What better way to display transferable legal skills than an insight into your hobbies and interests? For example, if you’re a keen reader, you hold the ability to focus and retain large quantities of written information, or if you're a sportsperson, you're ability to perform under pressure could be a star quality.
Working outside the classroom is a great example of your overall character, and if that's in a legal environment, even better. However, if you're involved in a sports team, you volunteer for a professional service, or you've undertaken recognised schemes like Duke of Edinburgh, it can be a perfect display of your commitment to achieving a difficult goal.
Law and legal firms are not expecting you to know the legal system inside-out. However, what they are expecting is a candidate who has thoroughly researched the specific apprenticeship, and the responsibilities it entails.
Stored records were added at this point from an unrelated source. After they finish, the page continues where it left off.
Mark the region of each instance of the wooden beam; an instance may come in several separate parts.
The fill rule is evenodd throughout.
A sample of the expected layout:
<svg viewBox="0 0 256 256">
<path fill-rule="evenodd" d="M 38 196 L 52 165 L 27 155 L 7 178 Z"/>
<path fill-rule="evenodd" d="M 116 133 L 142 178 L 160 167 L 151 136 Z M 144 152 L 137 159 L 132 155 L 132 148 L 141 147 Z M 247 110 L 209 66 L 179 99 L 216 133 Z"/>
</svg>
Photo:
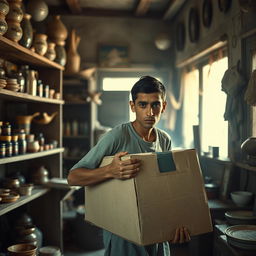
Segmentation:
<svg viewBox="0 0 256 256">
<path fill-rule="evenodd" d="M 163 19 L 172 19 L 187 0 L 170 0 L 169 8 L 164 13 Z"/>
<path fill-rule="evenodd" d="M 69 10 L 72 14 L 81 14 L 82 8 L 79 3 L 79 0 L 66 0 Z"/>
<path fill-rule="evenodd" d="M 140 0 L 136 8 L 135 14 L 137 16 L 143 16 L 147 13 L 150 7 L 151 0 Z"/>
</svg>

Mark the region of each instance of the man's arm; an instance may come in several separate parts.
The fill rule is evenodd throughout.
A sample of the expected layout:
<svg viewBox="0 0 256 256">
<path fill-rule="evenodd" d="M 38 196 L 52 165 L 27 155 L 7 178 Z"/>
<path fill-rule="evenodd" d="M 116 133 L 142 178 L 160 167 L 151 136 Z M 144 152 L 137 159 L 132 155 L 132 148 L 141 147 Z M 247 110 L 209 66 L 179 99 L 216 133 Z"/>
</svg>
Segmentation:
<svg viewBox="0 0 256 256">
<path fill-rule="evenodd" d="M 121 160 L 127 152 L 115 154 L 111 164 L 95 168 L 76 168 L 69 172 L 67 177 L 69 185 L 88 186 L 97 184 L 107 179 L 130 179 L 135 177 L 139 172 L 140 161 L 137 159 Z"/>
</svg>

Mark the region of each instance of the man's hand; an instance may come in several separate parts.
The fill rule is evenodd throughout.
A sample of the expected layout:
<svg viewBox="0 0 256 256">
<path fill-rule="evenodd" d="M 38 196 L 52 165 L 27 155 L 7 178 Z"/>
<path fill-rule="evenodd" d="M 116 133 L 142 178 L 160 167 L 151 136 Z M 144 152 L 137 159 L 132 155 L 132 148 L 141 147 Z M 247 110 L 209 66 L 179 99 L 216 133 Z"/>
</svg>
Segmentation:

So, make sure you do your research before applying, and if there's a contact on the application form, be sure to drop them a line and ask any questions that may have arisen during your research.
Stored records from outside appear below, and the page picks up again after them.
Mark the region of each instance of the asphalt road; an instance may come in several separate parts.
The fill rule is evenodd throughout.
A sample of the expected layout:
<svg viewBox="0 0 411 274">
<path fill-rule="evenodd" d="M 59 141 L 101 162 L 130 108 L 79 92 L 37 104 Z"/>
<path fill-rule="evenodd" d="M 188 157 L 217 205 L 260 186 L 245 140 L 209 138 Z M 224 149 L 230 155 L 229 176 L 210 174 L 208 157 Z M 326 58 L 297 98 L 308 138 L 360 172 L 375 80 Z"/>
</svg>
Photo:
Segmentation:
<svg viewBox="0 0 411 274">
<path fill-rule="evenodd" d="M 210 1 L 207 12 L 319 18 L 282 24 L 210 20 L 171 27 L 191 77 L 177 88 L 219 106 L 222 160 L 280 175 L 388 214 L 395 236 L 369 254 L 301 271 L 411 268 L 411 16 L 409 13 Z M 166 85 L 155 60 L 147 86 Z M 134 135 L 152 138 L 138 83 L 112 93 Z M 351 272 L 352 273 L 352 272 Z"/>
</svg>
To give you a head start, we surveyed a number of law and legal firms to assess the types of interview questions they might ask.
- Can you describe the specific aspects of our six-year solicitor apprenticeship programme that motivated you to apply, and how do you see them aligning with your career aspirations?
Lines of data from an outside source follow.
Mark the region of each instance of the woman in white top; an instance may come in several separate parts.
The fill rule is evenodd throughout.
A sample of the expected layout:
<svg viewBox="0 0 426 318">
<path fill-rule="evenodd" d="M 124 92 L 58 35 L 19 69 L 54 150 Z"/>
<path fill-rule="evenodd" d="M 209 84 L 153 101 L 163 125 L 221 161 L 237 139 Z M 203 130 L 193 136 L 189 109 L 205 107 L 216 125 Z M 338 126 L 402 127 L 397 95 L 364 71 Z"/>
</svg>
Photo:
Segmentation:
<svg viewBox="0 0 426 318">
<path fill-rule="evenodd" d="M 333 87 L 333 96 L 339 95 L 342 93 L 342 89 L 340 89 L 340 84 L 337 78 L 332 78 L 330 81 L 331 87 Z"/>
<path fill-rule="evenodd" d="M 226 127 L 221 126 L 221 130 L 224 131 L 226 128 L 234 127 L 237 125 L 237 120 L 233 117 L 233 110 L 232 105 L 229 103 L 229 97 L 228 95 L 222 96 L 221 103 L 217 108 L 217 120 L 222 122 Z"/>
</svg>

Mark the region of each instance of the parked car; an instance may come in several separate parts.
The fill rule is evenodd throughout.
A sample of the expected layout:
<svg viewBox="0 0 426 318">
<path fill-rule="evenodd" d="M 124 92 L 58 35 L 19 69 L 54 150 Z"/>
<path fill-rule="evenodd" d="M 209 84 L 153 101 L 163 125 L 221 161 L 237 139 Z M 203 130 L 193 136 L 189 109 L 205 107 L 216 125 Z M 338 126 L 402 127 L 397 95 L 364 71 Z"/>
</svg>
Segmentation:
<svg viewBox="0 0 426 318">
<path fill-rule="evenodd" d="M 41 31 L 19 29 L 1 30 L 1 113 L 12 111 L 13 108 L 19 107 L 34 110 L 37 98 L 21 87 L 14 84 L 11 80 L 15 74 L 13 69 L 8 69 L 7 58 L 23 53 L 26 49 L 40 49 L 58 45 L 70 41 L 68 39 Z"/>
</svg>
- Reflecting on the research you've done about our firm and the legal industry, what unique challenges do you anticipate facing during your apprenticeship and how do you plan to tackle them?
- Tell us about a time when you had to demonstrate exceptional initiative in an academic, work, or extracurricular setting. How would you apply that initiative within the context of this apprenticeship?
- The apprenticeship is a substantial commitment. Can you provide an example of a long-term commitment you have made in the past and how you maintained your drive and motivation throughout?
An example of a cover letter section
From an early age I've been interested in the legal profession. What started as an obsession with UK and US courtroom dramas has since expanded into a keen interest into real-world aspects of law. My passions lie specifically in the area of property law, helping to ensure that transactions, exchanges, and contracts are correctly prepared for clients.
While I have worked in retail part-time over the past three years, I have gone out of my way to uphold policy documents and ensure that both the company and its employees are adhering to regulations whilst delivering a best-in-class service. This trait has led me to become a trusted source of knowledge, often providing training for other members of staff and regular stock check responsibilities across the business.
- Long-term Interest in law: Applicant has always been captivated by the legal world, a fascination that's grown from watching courtroom dramas to a focused interest in property law.
- Practical experience: In their retail background, they have been proactive about legalities, ensuring policy compliance and delivering top-notch service, showing their grasp of legal frameworks.
- Skills application: The applicant has modestly suggested they've become the go-to person at work for policy knowledge, training staff, and managing stock, indicating leadership potential and readiness for more structured legal training.
- Commitment to self-improvement: They have demonstrated a self-starter attitude by seeking out opportunities to educate themselves and others on regulatory practices, suggesting a commitment to continuous learning and self-improvement that's essential for the ever-evolving field of law.